Message ID | b46ee4de968733a69117458e9f8f9d2a6682376f.camel@infradead.org (mailing list archive) |
---|---|
State | New, archived |
Headers | show |
Series | [RFC] KVM: x86: Don't wipe TDP MMU when guest sets %cr4 | expand |
On Tue, Oct 10, 2023 at 2:37 PM David Woodhouse <dwmw2@infradead.org> wrote: > > If I understand things correctly, the point of the TDP MMU is to use > page tables such as EPT for GPA → HPA translations, but let the > virtualization support in the CPU handle all of the *virtual* > addressing and page tables, including the non-root mode %cr3/%cr4. > > I have a guest which loves to flip the SMEP bit on and off in %cr4 all > the time. The guest is actually Xen, in its 'PV shim' mode which > enables it to support a single PV guest, while running in a true > hardware virtual machine: > https://lists.xenproject.org/archives/html/xen-devel/2018-01/msg00497.html > > The performance is *awful*, since as far as I can tell, on every flip > KVM flushes the entire EPT. I understand why that might be necessary > for the mode where KVM is building up a set of shadow page tables to > directly map GVA → HPA and be loaded into %cr3 of a CPU that doesn't > support native EPT translations. But I don't understand why the TDP MMU > would need to do it. Surely we don't have to change anything in the EPT > just because the stuff in the non-root-mode %cr3/%cr4 changes? > > So I tried this, and it went faster and nothing appears to have blown > up. > > Am I missing something? Is this stupidly wrong? The TDP MMU is essentially a virtual TLB of guest-physical mappings, so it's oblivious to %cr4 changes.
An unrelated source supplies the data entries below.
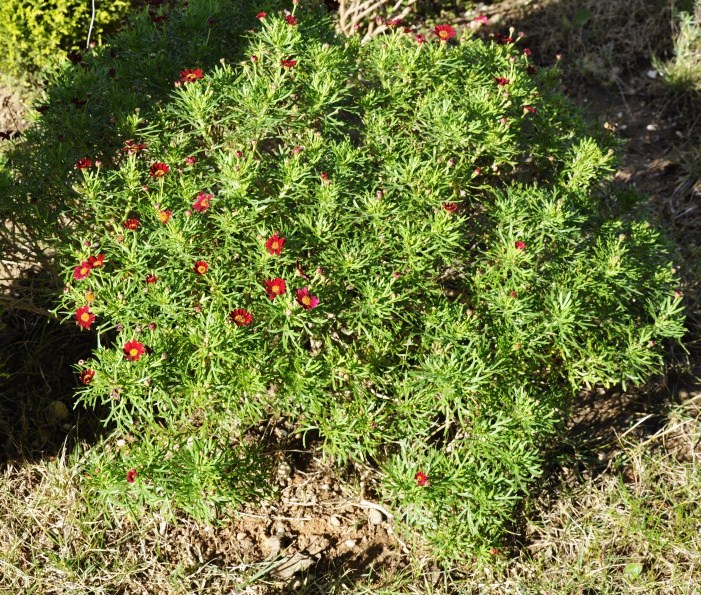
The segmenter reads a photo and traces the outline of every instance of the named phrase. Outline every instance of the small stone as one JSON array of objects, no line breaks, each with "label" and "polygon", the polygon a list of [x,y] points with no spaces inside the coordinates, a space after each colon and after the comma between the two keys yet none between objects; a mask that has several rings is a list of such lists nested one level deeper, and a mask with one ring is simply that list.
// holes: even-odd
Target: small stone
[{"label": "small stone", "polygon": [[68,417],[68,407],[63,401],[52,401],[47,409],[47,415],[52,423],[62,422]]},{"label": "small stone", "polygon": [[292,467],[287,463],[287,461],[283,461],[278,465],[277,468],[277,476],[280,479],[286,479],[290,475],[292,475]]},{"label": "small stone", "polygon": [[306,570],[312,564],[314,564],[312,558],[301,552],[297,552],[286,558],[282,564],[277,567],[276,572],[282,578],[292,578],[296,573]]},{"label": "small stone", "polygon": [[379,525],[382,523],[383,520],[384,517],[382,516],[382,513],[379,510],[376,510],[374,508],[368,510],[368,522],[371,525]]},{"label": "small stone", "polygon": [[277,535],[271,535],[263,541],[263,549],[268,552],[270,557],[277,556],[281,548],[282,542]]}]

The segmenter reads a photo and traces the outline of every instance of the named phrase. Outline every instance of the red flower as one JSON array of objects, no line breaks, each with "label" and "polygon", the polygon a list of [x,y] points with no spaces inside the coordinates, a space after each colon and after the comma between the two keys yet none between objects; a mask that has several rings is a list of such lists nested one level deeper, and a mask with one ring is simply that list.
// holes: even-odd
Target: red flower
[{"label": "red flower", "polygon": [[152,178],[162,178],[165,176],[170,168],[162,161],[156,161],[151,168],[148,170],[148,175]]},{"label": "red flower", "polygon": [[82,306],[75,311],[75,321],[80,328],[90,330],[90,325],[95,322],[95,315],[90,312],[89,306]]},{"label": "red flower", "polygon": [[87,260],[84,260],[79,266],[73,269],[73,278],[76,281],[85,279],[85,277],[90,274],[90,271],[92,271],[92,265]]},{"label": "red flower", "polygon": [[268,249],[268,252],[274,256],[280,256],[280,252],[282,252],[282,247],[284,245],[285,238],[281,238],[277,232],[275,232],[272,237],[269,237],[268,241],[265,242],[265,247]]},{"label": "red flower", "polygon": [[144,143],[136,143],[133,140],[125,140],[122,151],[129,153],[129,155],[136,155],[136,153],[143,151],[145,148],[146,145]]},{"label": "red flower", "polygon": [[143,343],[136,340],[127,341],[124,344],[124,357],[130,362],[138,362],[141,356],[146,353]]},{"label": "red flower", "polygon": [[284,294],[287,291],[287,286],[285,281],[280,279],[280,277],[275,277],[275,279],[268,279],[265,282],[265,293],[271,300],[274,300],[277,296]]},{"label": "red flower", "polygon": [[83,370],[80,373],[80,381],[83,384],[90,384],[95,377],[95,370]]},{"label": "red flower", "polygon": [[204,77],[201,68],[186,68],[180,71],[181,83],[194,83]]},{"label": "red flower", "polygon": [[455,37],[455,29],[453,29],[450,25],[436,25],[433,32],[441,41],[448,41],[449,39]]},{"label": "red flower", "polygon": [[315,295],[309,295],[309,289],[302,287],[297,290],[297,302],[305,310],[313,310],[319,305],[319,298]]},{"label": "red flower", "polygon": [[248,310],[236,308],[236,310],[229,312],[229,320],[236,326],[248,326],[253,321],[253,316]]},{"label": "red flower", "polygon": [[416,480],[416,485],[420,488],[431,485],[431,482],[428,481],[428,475],[426,475],[423,471],[418,471],[416,475],[414,475],[414,479]]},{"label": "red flower", "polygon": [[204,213],[209,208],[209,203],[211,200],[211,194],[200,192],[197,195],[197,200],[192,204],[192,208],[195,209],[198,213]]},{"label": "red flower", "polygon": [[88,256],[88,262],[92,268],[99,269],[101,266],[105,265],[105,255],[98,254],[97,256]]}]

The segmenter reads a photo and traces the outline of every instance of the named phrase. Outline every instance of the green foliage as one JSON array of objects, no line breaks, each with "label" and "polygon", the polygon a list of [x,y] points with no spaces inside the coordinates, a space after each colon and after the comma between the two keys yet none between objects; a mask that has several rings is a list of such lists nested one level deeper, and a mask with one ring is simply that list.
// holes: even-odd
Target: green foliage
[{"label": "green foliage", "polygon": [[[96,0],[91,40],[102,43],[132,7],[129,0]],[[3,0],[0,73],[24,79],[57,66],[67,51],[85,47],[91,16],[91,4],[83,0]]]},{"label": "green foliage", "polygon": [[701,1],[696,1],[693,13],[680,12],[676,20],[674,57],[653,63],[677,107],[695,110],[701,104]]},{"label": "green foliage", "polygon": [[13,156],[58,313],[97,334],[78,394],[114,432],[88,485],[212,518],[260,493],[254,430],[284,417],[377,462],[440,559],[487,554],[574,390],[681,336],[668,252],[604,215],[611,151],[513,44],[361,47],[261,8],[142,16],[62,69]]}]

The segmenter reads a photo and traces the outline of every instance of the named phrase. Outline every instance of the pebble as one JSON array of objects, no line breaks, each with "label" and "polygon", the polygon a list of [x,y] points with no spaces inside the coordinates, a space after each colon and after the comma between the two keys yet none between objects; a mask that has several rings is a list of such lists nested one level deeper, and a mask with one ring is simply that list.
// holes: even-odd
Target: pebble
[{"label": "pebble", "polygon": [[368,510],[368,521],[371,525],[379,525],[384,520],[382,513],[379,510],[371,508]]},{"label": "pebble", "polygon": [[282,542],[277,535],[271,535],[263,541],[263,547],[272,556],[276,556],[282,548]]},{"label": "pebble", "polygon": [[314,560],[309,556],[297,552],[287,558],[280,566],[277,567],[277,574],[282,578],[292,578],[295,573],[302,572],[314,564]]}]

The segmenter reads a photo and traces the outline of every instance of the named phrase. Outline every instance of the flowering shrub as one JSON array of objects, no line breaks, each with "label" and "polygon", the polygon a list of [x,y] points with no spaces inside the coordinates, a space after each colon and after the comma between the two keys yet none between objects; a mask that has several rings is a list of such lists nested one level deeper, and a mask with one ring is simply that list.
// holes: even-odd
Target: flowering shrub
[{"label": "flowering shrub", "polygon": [[302,5],[213,6],[65,69],[14,156],[59,313],[97,334],[88,485],[211,516],[260,487],[250,431],[284,417],[377,462],[439,557],[487,555],[574,391],[643,381],[681,335],[665,246],[513,42],[361,47]]}]

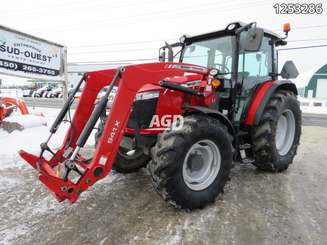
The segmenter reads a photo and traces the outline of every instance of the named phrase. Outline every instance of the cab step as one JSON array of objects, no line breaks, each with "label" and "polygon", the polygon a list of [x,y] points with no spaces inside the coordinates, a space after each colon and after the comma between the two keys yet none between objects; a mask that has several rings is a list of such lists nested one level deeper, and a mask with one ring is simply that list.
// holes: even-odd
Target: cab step
[{"label": "cab step", "polygon": [[252,157],[247,157],[246,158],[243,158],[242,159],[242,164],[248,164],[249,163],[252,163],[252,162],[254,162],[254,159],[253,159]]},{"label": "cab step", "polygon": [[242,144],[239,145],[239,150],[242,151],[242,150],[249,149],[252,148],[252,146],[250,144]]}]

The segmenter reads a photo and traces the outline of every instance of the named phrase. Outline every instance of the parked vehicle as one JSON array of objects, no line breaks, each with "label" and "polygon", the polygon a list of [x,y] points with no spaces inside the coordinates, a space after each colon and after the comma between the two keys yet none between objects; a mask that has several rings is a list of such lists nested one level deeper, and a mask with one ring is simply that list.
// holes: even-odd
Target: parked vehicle
[{"label": "parked vehicle", "polygon": [[[290,30],[284,26],[286,37]],[[287,79],[297,71],[289,63],[280,74],[276,66],[276,47],[286,45],[285,38],[256,22],[235,22],[166,42],[160,62],[86,73],[41,144],[40,155],[19,154],[59,202],[75,203],[112,168],[126,173],[148,165],[152,184],[166,201],[202,208],[223,192],[233,161],[280,172],[296,154],[301,111],[296,86]],[[174,62],[177,47],[181,55]],[[281,75],[287,79],[278,80]],[[46,160],[48,142],[84,82],[64,142]],[[118,88],[107,115],[114,86]],[[99,118],[96,150],[87,159],[79,151]],[[70,178],[72,171],[78,180]]]}]

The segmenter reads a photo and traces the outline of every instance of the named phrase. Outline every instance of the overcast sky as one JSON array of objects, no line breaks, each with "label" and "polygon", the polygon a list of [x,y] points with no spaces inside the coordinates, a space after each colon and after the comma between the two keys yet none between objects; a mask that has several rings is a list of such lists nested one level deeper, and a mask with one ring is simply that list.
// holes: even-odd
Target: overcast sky
[{"label": "overcast sky", "polygon": [[[280,30],[283,24],[290,22],[293,29],[287,39],[288,45],[283,48],[326,44],[325,2],[11,0],[2,5],[0,24],[66,45],[68,62],[156,59],[164,41],[139,42],[167,40],[174,42],[183,34],[194,35],[225,28],[227,23],[236,20],[256,21],[258,26],[277,30],[275,32],[282,36]],[[320,14],[276,14],[273,6],[277,3],[323,3],[323,11]],[[317,26],[325,26],[298,29]],[[291,41],[318,39],[326,40]],[[135,43],[107,45],[127,42]],[[95,45],[98,46],[92,46]],[[145,49],[149,50],[126,51]],[[279,69],[286,60],[293,60],[300,73],[327,63],[327,47],[279,54]],[[6,83],[24,83],[17,78],[5,81]]]}]

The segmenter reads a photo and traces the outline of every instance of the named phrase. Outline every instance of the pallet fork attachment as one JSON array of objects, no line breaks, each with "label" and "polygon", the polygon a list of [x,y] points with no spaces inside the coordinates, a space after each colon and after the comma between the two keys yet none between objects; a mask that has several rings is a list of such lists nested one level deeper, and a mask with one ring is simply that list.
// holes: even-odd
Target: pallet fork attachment
[{"label": "pallet fork attachment", "polygon": [[[36,176],[39,180],[46,186],[59,202],[67,199],[71,203],[75,203],[82,192],[105,178],[110,172],[132,111],[131,105],[138,90],[148,84],[158,85],[159,81],[168,77],[184,76],[184,72],[191,71],[186,65],[186,68],[181,68],[185,64],[160,62],[85,74],[51,128],[49,135],[44,142],[41,144],[39,156],[21,150],[19,152],[19,155],[37,170]],[[189,65],[189,67],[194,67],[194,65]],[[192,72],[202,75],[208,74],[207,68],[201,66],[197,68]],[[74,95],[84,81],[85,84],[82,95],[63,144],[57,152],[54,153],[50,160],[46,160],[43,153],[44,151],[51,151],[48,143],[52,134],[56,133],[69,109]],[[203,92],[205,86],[205,81],[203,82],[199,88],[202,91],[199,92]],[[108,86],[108,83],[110,86],[106,94],[101,97],[94,108],[99,92]],[[114,86],[118,86],[118,89],[101,138],[90,162],[83,161],[85,158],[79,154],[79,151],[84,147],[94,129]],[[63,176],[57,174],[61,163],[63,163],[65,168]],[[80,176],[75,182],[69,178],[69,174],[72,171],[76,172]]]}]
However, the hardware TLBs of the current logical processor contain combined mappings, which may have to be flushed, depending on how %cr4 has changed. Since kvm has emulated the instruction, it is responsible for flushing the hardware TLBs as required (see the SDM, volume 3, section 4.10.4: Operations that Invalidate TLBs and Paging-Structure Caches). Some of the logic in kvm_post_set_cr4() seems to deal with that. Not your fault, of course, but can't we come up with a better name than "kvm_post_set_cr4"?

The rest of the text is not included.